I have a problem with my neuronal net calculation. the number of threads should be equal to the number of neurons in a layer.
my problem now is: if i have more than 512 neurons, my calculation is failing!
because the cpu-code is working with more than 512 neurons and the gpu up to 512 neurons too, i think the problem might lie in the way a call my kernels.
if i have 1024 neurons/threads to handle do i have to set <<<2,512>>> below? or should <<<1,1024>>> work too?
so what exactly will happen when i choose more threads per block, than available by my device?

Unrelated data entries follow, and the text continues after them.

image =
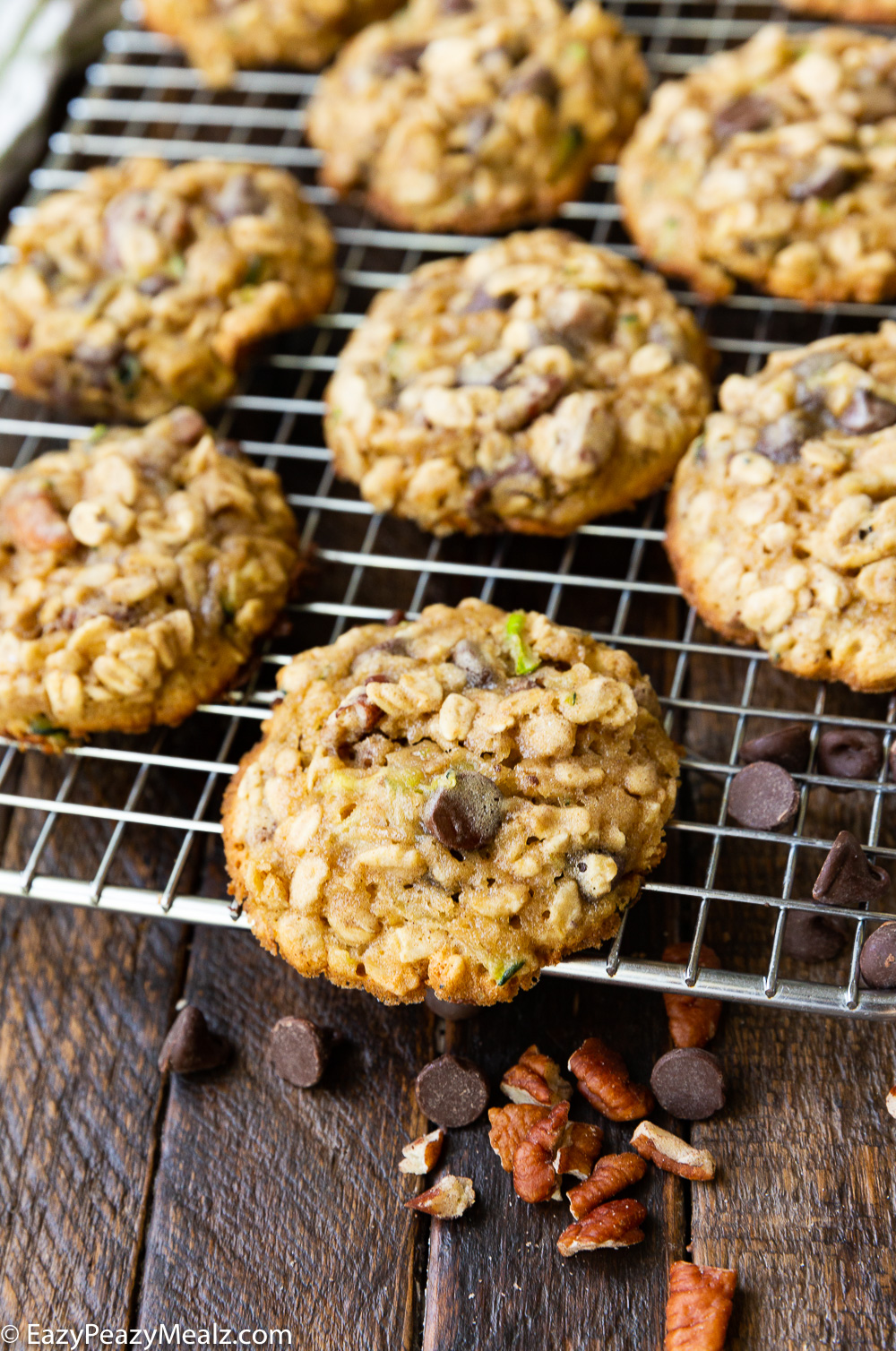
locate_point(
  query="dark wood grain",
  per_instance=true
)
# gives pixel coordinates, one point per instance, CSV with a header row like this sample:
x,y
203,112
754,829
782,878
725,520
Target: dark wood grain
x,y
803,1204
84,996
282,1207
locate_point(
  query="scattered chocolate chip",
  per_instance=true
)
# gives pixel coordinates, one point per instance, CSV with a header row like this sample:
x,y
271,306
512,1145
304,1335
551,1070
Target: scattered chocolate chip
x,y
191,1046
483,300
827,181
762,796
783,439
813,938
442,1008
401,58
470,661
848,878
877,960
536,80
467,813
849,753
786,746
300,1050
866,412
452,1090
688,1082
749,112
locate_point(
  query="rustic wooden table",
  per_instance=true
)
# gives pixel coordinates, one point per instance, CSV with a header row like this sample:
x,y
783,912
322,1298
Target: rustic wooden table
x,y
237,1200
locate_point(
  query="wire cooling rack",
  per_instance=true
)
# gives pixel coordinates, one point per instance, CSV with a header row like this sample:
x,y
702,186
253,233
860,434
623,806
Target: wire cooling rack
x,y
611,577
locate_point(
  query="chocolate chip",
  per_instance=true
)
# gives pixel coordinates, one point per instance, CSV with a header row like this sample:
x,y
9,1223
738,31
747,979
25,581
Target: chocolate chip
x,y
536,80
783,439
191,1046
401,58
300,1050
452,1090
827,181
483,300
762,796
470,661
467,813
877,962
786,746
848,878
866,412
813,938
453,1012
749,112
238,197
688,1082
849,753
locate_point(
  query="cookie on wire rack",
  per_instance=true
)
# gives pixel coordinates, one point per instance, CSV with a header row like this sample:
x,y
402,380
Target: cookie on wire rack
x,y
452,803
783,515
478,115
771,164
533,385
222,35
149,287
138,569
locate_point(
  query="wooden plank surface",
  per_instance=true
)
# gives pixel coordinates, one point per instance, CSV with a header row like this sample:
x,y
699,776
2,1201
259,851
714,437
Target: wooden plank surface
x,y
84,997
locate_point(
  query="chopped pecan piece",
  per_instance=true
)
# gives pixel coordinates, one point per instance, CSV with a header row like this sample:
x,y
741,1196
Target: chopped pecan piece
x,y
510,1127
422,1154
673,1154
613,1226
579,1149
534,1172
536,1079
604,1082
446,1200
693,1020
699,1306
613,1175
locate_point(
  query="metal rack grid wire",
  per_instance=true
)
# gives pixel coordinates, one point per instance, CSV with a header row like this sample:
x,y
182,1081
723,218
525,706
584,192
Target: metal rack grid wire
x,y
609,577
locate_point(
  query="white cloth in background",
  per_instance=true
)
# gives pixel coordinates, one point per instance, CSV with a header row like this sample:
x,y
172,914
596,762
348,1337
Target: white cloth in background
x,y
39,40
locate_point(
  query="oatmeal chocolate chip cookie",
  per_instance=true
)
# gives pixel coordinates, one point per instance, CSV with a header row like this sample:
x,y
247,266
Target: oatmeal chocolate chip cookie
x,y
783,515
137,571
148,287
478,115
220,35
533,385
453,803
773,164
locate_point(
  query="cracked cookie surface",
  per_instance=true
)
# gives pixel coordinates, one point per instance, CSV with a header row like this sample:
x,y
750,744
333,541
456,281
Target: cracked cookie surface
x,y
531,387
220,35
478,115
148,287
137,572
783,515
771,164
454,803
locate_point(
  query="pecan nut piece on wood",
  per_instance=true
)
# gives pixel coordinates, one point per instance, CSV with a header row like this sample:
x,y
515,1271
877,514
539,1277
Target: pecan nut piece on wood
x,y
446,1200
534,1173
673,1154
579,1149
422,1156
613,1175
613,1226
510,1125
693,1020
699,1306
536,1079
604,1082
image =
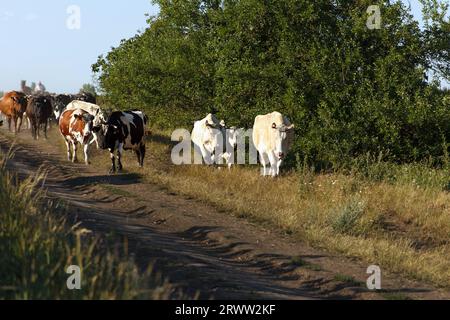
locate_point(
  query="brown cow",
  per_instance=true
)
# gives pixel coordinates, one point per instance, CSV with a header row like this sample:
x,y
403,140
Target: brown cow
x,y
13,106
76,127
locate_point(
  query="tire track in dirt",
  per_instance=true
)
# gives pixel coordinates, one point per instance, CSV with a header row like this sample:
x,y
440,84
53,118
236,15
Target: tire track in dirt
x,y
197,247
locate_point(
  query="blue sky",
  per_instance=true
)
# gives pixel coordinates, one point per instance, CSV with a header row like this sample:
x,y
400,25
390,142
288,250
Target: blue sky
x,y
38,46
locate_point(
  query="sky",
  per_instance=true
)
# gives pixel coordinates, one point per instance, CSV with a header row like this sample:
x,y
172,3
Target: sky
x,y
37,44
41,40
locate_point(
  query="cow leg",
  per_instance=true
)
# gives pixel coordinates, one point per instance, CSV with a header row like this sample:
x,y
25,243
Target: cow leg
x,y
9,123
264,159
45,129
86,154
207,156
119,157
279,162
34,130
273,164
113,161
68,148
142,151
74,155
18,124
15,125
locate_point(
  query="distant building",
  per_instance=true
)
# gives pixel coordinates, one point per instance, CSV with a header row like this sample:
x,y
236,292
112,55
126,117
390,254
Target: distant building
x,y
34,89
24,88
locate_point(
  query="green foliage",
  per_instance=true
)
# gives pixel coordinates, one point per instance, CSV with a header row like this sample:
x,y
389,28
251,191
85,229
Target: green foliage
x,y
88,88
347,217
348,89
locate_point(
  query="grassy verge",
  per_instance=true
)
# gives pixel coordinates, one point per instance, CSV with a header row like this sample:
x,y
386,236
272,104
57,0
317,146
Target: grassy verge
x,y
37,245
395,216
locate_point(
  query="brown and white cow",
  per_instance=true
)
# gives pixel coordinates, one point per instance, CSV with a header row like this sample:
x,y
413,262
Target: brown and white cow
x,y
38,112
76,127
13,106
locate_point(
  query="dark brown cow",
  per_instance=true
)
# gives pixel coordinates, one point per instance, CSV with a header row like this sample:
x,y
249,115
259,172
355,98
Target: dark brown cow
x,y
38,112
76,127
13,106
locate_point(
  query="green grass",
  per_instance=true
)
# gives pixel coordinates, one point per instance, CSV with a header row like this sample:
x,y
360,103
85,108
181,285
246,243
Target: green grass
x,y
395,296
37,245
299,262
116,191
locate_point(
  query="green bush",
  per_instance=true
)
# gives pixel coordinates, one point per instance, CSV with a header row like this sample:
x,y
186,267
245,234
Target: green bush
x,y
349,90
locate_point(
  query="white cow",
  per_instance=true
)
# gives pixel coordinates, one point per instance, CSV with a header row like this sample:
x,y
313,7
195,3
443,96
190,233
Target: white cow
x,y
273,135
92,109
209,135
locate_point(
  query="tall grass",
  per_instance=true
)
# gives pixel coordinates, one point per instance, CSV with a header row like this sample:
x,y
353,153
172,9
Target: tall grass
x,y
37,245
396,216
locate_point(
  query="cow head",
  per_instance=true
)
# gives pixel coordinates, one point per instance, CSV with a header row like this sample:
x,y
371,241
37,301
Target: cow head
x,y
107,134
85,121
282,140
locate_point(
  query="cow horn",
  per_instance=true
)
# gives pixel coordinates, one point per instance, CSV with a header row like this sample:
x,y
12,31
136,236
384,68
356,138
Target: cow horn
x,y
210,125
290,127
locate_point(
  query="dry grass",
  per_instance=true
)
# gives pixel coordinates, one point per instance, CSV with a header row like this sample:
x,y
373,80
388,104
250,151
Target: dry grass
x,y
396,217
37,245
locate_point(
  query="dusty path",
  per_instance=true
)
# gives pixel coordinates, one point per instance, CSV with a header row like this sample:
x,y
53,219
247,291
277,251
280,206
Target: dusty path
x,y
196,246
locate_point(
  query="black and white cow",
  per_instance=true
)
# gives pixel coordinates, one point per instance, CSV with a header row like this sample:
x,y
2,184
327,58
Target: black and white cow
x,y
123,131
59,103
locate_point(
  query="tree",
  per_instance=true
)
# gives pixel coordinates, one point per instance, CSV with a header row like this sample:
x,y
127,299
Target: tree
x,y
88,88
348,89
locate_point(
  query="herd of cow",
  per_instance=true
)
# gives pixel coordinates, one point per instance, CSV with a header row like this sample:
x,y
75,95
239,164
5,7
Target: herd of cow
x,y
82,122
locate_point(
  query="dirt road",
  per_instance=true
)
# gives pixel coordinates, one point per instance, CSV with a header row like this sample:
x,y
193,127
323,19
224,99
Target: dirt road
x,y
196,246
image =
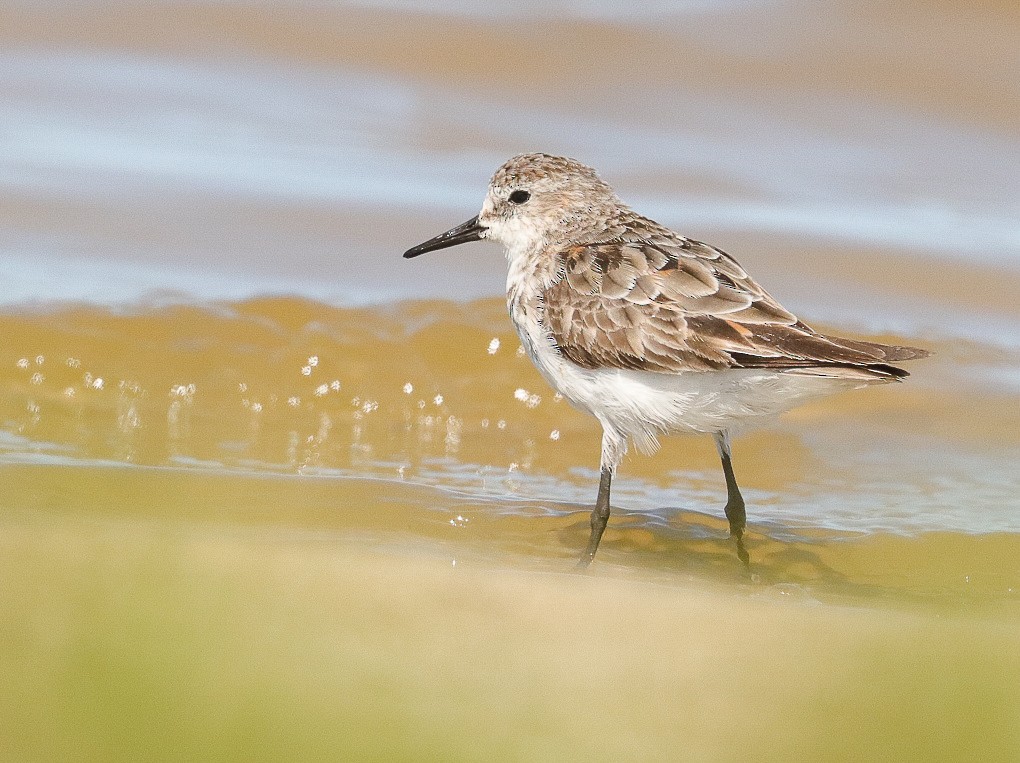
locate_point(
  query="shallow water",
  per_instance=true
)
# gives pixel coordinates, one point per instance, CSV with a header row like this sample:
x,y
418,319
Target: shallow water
x,y
266,482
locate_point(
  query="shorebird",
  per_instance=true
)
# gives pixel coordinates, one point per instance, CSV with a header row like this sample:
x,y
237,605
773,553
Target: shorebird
x,y
648,331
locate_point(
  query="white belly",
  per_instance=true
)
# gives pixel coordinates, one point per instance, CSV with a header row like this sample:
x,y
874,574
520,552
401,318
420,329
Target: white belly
x,y
641,405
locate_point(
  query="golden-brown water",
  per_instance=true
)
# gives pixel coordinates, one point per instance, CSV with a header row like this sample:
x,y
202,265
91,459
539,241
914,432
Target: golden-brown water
x,y
271,492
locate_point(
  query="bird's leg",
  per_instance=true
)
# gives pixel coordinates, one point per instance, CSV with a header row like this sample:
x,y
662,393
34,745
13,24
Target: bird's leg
x,y
734,501
600,517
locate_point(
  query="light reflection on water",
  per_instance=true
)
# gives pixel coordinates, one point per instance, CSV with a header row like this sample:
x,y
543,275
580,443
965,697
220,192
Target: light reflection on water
x,y
344,393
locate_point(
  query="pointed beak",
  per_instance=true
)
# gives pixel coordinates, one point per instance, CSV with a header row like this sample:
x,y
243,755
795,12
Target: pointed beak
x,y
464,233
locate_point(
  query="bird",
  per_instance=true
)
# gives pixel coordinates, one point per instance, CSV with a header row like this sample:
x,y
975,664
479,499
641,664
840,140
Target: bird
x,y
650,332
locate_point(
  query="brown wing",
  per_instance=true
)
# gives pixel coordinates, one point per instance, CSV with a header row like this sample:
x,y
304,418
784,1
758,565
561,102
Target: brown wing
x,y
663,303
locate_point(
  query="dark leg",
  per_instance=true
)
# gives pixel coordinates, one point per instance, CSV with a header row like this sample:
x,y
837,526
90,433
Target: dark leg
x,y
734,501
600,517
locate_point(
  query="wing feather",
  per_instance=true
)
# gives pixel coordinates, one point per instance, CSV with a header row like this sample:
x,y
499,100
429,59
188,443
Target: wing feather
x,y
654,301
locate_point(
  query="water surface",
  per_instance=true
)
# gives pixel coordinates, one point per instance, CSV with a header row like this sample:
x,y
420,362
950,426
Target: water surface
x,y
269,488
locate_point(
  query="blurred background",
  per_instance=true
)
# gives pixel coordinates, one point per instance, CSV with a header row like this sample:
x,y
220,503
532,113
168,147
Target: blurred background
x,y
221,386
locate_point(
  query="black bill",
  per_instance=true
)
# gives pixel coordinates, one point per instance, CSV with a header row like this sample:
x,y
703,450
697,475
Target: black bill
x,y
464,233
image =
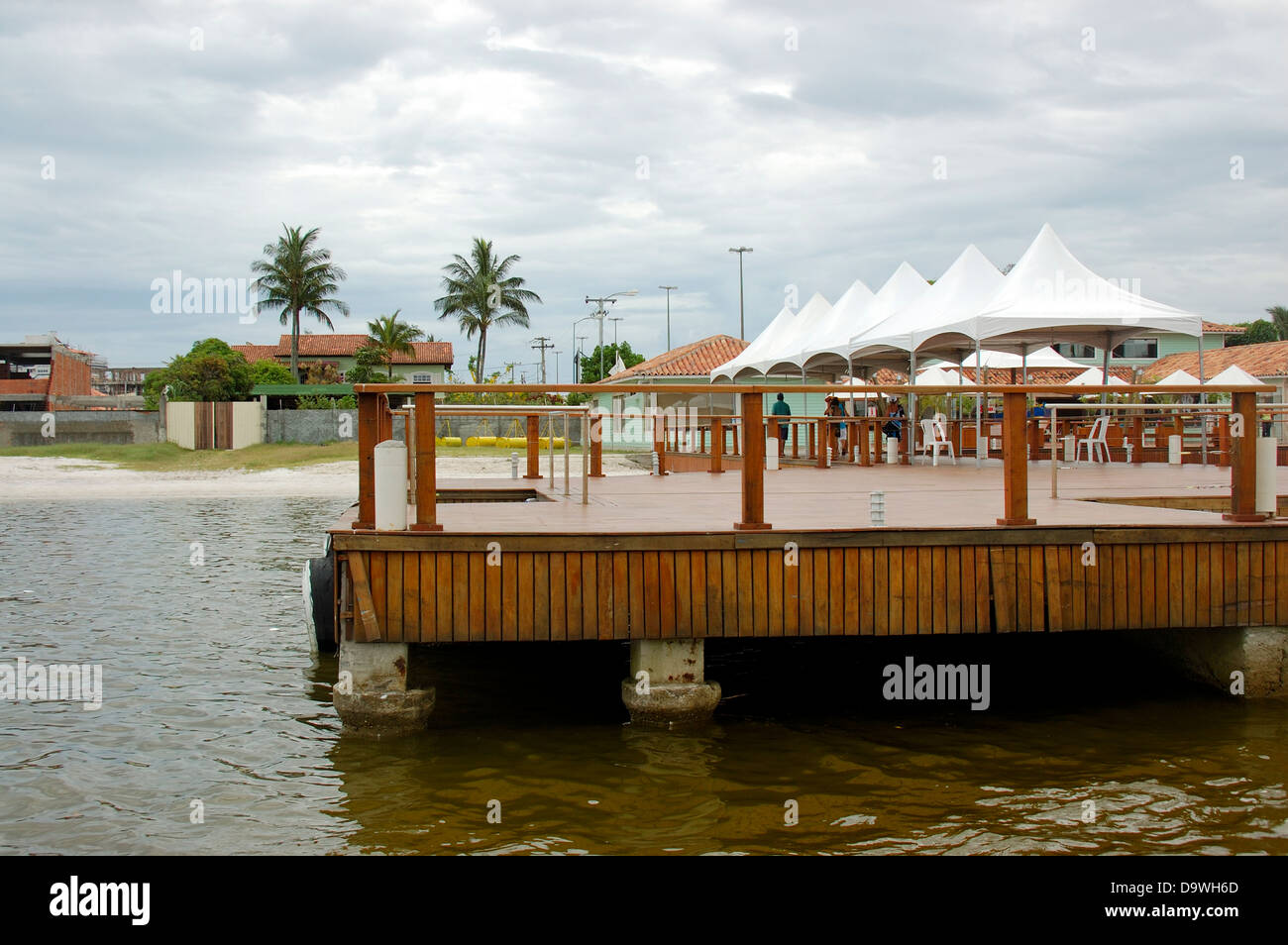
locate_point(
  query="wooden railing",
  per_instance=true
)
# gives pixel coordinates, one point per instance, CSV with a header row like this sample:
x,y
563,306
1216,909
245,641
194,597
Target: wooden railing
x,y
375,424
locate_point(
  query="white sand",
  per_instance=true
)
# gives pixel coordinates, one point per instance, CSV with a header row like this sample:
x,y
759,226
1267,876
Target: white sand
x,y
53,477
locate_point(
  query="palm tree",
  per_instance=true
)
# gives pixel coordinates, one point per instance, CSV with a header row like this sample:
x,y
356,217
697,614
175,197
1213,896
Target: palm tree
x,y
480,293
387,336
1279,316
297,277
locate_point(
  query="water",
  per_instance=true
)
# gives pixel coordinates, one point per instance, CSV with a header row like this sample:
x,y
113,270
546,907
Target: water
x,y
211,696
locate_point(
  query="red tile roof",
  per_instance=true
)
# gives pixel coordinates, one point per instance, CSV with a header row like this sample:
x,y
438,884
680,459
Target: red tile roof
x,y
254,353
696,360
346,347
1269,360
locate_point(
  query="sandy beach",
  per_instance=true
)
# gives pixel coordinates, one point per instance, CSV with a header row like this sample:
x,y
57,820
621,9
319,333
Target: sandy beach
x,y
58,477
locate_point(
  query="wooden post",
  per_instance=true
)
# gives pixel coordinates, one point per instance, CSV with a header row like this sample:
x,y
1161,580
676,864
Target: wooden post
x,y
369,424
426,479
1243,460
1016,468
533,447
386,420
660,442
596,446
752,465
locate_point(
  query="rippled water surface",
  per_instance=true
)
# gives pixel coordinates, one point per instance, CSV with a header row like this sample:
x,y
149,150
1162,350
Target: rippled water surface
x,y
210,695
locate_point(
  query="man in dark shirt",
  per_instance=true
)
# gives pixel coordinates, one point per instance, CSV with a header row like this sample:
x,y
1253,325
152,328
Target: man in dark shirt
x,y
781,409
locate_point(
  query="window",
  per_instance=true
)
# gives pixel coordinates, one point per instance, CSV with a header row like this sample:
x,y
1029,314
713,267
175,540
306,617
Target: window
x,y
1137,348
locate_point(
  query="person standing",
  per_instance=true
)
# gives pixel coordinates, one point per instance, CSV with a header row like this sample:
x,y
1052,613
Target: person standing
x,y
781,409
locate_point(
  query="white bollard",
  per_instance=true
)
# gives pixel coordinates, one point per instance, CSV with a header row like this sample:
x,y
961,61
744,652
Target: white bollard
x,y
1267,459
390,485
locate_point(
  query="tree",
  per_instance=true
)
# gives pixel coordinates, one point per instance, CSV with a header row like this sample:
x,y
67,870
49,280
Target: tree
x,y
210,370
297,277
1279,316
269,372
1254,334
386,338
480,292
590,361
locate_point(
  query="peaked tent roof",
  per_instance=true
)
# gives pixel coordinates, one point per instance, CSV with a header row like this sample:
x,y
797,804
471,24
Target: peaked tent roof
x,y
958,293
833,331
760,347
905,286
1051,296
785,355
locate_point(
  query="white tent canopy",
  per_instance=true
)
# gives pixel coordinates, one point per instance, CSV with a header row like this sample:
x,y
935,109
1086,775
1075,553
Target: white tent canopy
x,y
850,309
1042,357
1179,377
831,348
958,293
1051,296
761,347
1094,377
1234,374
938,377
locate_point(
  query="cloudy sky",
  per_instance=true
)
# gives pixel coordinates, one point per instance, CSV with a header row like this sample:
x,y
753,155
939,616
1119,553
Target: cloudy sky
x,y
627,146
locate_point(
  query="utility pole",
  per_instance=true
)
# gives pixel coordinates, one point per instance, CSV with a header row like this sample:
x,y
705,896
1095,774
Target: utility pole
x,y
669,308
542,343
742,327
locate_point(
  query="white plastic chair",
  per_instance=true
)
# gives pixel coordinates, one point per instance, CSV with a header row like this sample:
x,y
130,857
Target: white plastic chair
x,y
934,438
1095,441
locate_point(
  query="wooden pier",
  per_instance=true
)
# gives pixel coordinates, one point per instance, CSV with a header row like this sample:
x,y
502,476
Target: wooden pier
x,y
666,562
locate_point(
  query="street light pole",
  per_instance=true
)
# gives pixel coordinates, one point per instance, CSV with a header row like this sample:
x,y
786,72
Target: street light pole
x,y
669,309
742,327
599,313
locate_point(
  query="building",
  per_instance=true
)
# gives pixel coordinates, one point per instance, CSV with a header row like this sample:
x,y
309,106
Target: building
x,y
429,365
1150,347
119,381
42,373
1266,362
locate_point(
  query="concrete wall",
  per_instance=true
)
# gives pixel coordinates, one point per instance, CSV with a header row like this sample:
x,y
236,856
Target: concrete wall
x,y
310,426
246,426
180,424
330,426
24,429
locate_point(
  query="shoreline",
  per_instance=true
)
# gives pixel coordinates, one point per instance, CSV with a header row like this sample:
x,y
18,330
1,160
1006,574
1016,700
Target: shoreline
x,y
54,477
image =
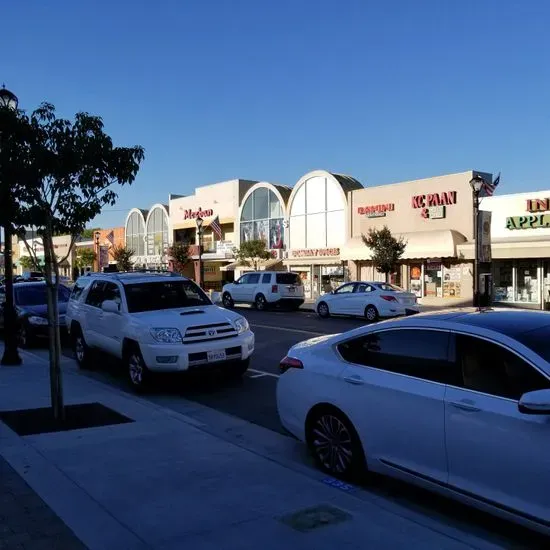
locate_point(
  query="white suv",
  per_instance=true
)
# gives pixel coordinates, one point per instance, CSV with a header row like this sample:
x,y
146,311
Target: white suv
x,y
264,289
155,322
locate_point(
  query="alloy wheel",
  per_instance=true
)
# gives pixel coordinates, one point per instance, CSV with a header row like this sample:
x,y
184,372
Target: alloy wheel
x,y
332,444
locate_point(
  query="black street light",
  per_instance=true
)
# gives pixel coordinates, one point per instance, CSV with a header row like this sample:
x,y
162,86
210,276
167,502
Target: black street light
x,y
476,183
200,221
8,100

for(int i = 0; i < iRuns; i++) {
std::cout<<"Training run: "<<i<<std::endl;
for(int y = 0; y < Weights.GetH(); y++) {
devRunFW <<< 1, Neurons.GetW() >>>
(pNet[y].pNeurons,
pNet[y].pWeights,
pNet[y+1].pNeurons,
Weights.GetD() );
}
devUpdateOutpDelta <<< 1, iInpS >>>
(pNet[Neurons.GetH()-1].pNeurons,
pNet[Neurons.GetH()-1].pErrors,
pOut_dev);
for(int y = Weights.GetH()-1; y >= 0; y--) {
devCalcErrorDelta <<< 1, Neurons.GetW() >>>
(pNet[y].pNeurons,
pNet[y].pWeights,
pNet[y].pErrors,
pNet[y+1].pErrors,
Weights.GetD() );
}
for(int y = Weights.GetH()-1; y >= 0; y--) {
devAdaptWeights <<< 1, Neurons.GetW() >>>
(pNet[y].pNeurons,
pNet[y].pWeights,
pNet[y].pErrors,
pNet[y+1].pErrors,
Weights.GetD(), fLearningRate);
}
}